Theory of Consumer’s Demand

Every consumer has limited income but there is a large number of goods and services that he would like to  purchase for his consumption. In quantitative terms one’s income may be small or large but it is never sufficient to purchase all the goods and services that one would like to purchase. Perforce everyone has to make a rational choice of what to have and in what quantities and what not to have. His choice of spending his limited income  on different goods and services would be rational when he spends it in such a manner that he gets maximum total satisfaction. The theory of consumer’s demand, therefore, explains the economic principles underlying the allocation of the consumer’s limited income over various goods and services in a manner that leads to the maximization of his total satisfaction.

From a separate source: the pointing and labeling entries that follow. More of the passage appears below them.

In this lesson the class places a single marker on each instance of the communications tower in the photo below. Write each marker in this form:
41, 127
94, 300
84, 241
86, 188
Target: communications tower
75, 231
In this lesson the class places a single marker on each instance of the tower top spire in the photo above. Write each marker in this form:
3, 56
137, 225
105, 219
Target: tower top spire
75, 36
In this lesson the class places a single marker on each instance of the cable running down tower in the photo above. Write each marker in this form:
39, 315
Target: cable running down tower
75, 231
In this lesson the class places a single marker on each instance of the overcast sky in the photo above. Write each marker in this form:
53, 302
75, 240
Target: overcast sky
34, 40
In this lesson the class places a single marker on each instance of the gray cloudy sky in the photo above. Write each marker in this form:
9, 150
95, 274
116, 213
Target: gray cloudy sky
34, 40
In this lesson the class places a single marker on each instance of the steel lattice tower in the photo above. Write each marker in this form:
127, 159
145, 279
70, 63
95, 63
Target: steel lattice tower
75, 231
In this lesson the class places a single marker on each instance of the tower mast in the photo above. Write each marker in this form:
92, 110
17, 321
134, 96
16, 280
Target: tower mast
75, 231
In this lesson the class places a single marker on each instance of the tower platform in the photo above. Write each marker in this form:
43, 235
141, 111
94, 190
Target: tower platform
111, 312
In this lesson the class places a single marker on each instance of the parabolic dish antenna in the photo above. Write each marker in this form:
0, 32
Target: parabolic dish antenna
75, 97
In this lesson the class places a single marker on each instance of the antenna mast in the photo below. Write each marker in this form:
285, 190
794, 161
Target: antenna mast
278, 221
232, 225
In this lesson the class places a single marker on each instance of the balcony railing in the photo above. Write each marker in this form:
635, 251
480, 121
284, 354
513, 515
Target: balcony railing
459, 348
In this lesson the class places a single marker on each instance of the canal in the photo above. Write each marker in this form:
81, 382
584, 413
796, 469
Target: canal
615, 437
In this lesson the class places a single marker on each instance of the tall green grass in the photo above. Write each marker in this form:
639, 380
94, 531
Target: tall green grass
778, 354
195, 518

Therefore, you will study the economic principles a rational consumer should follow while spending his limited income over various goods and services so as to maximize his total  satisfaction.

There are various alternative approaches to the theory of consumer’s demand out of which, we shall  discuss the two alternative approaches – one is known as the “Utility Analysis” and the other as the  “Indifference  Curve Analysis”. The utility analysis is associated with the name of Alfred Marshal, a British  economist and therefore is also known as ‘Marshallian Utility Analysis.’ J.R. Hicks, another British economist  propounded “indifference Curve Analysis”, as alternative to the marshallian utility analysis, to explain the  consumer’s behavior. The utilitarian analysis assumes that utility derived by a consumer from the consumption of a commodity can be measured in quantitative terms. But the indifference curve analysis refutes the basic assumption  that utility can be measured and explains that quantitative measurability of utility is not necessary to explain  the  consumer’s behavior.